The Potter

Shaped by earth,

grounded by clay.

For 42 years, I searched for my own shape — through sports, travel, coding, designing, agriculture. The form shifted again and again. There was always a void, though I couldn’t name it, always a sense of searching.

Then, unexpectedly, the search found direction in a small community for alternate education in Chandigarh. I found a home there, in the space, and in the people who held me with nothing but love. I went with questions for my son, and instead began a long journey of finding answers for myself.

I started growing my own food, working with soil, touching the earth every day. That was the first grounding — the feeling of mud in my hands, the realisation that the same earth I place a seed into to feed my physical body can also be placed on a potter’s wheel to feed my inner, spiritual self.

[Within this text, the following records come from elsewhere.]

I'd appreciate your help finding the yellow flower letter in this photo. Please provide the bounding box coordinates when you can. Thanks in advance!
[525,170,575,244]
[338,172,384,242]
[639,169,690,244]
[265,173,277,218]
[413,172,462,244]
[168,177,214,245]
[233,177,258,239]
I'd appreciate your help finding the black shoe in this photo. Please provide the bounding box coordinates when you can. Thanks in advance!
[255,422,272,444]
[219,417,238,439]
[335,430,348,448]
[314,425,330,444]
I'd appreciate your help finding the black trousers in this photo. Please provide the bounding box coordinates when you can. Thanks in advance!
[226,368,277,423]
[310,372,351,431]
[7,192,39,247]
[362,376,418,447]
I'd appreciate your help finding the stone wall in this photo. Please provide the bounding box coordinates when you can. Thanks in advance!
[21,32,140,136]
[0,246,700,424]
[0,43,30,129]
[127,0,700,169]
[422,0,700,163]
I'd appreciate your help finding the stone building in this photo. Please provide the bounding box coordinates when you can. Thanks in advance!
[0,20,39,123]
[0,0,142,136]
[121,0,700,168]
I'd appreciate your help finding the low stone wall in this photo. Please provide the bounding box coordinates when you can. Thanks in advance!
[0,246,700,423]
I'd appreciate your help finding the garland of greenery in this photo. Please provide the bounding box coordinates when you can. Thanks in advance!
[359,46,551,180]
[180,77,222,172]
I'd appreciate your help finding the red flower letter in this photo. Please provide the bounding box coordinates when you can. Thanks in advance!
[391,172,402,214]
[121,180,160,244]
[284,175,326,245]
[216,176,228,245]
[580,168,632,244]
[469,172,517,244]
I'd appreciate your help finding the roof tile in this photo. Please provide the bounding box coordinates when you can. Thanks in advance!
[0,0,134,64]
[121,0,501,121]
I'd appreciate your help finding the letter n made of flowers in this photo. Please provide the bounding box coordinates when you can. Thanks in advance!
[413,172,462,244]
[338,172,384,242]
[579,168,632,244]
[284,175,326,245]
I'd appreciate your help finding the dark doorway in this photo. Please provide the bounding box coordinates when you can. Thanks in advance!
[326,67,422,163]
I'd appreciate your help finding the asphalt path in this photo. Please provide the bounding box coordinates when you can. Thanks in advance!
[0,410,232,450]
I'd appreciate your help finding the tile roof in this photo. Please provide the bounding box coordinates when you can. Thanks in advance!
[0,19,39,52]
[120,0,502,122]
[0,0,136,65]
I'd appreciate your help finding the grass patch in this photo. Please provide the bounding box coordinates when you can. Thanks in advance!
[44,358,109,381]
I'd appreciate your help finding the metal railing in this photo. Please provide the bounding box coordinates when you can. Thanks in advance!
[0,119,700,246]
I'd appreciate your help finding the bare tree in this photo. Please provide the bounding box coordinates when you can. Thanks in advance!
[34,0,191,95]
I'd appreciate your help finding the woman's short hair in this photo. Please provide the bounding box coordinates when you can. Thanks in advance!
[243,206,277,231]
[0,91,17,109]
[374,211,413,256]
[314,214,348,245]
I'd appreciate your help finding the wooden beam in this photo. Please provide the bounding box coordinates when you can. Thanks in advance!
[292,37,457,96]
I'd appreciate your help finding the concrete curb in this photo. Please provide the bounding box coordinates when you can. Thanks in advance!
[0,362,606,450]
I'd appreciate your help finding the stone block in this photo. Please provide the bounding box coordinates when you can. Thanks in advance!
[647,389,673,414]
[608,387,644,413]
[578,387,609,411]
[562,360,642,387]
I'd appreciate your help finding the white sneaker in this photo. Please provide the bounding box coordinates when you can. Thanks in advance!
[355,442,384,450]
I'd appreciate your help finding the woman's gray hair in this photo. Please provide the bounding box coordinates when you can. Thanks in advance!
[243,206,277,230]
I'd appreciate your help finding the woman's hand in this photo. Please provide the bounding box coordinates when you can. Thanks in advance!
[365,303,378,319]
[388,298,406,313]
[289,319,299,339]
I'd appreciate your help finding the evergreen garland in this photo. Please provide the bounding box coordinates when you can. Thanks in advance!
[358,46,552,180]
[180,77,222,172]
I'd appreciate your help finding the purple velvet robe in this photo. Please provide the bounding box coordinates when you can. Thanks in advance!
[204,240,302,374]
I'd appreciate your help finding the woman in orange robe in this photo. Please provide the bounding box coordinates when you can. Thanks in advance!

Clay offered a refuge, gently and firmly reminding me that there is no final shape to chase. Only the process is permanent. The process is the work. The process is the teacher.

— Partinder

At the wheel, I strive to move from feeling, not force — to listen to the clay instead of directing it. I am learning that clay has a way of revealing you to yourself; it asks for honesty, patience, and presence.

Partinder · pulll

Not luxury.

Honesty.

I don’t see ceramics as luxury objects. Their value lies in honesty — in the care, time, emotion, and connection that go into making them. A piece will only pull you if it was created with the same pull.

What you take home isn’t just a vessel, but a part of that process — a small expression of someone’s inner world, shaped by hand and fired with intention. These are pieces meant to be lived with: to hold, to use, to feel close to.

Each piece is a small pulll — पुल / ਪੁਲ — between me and you.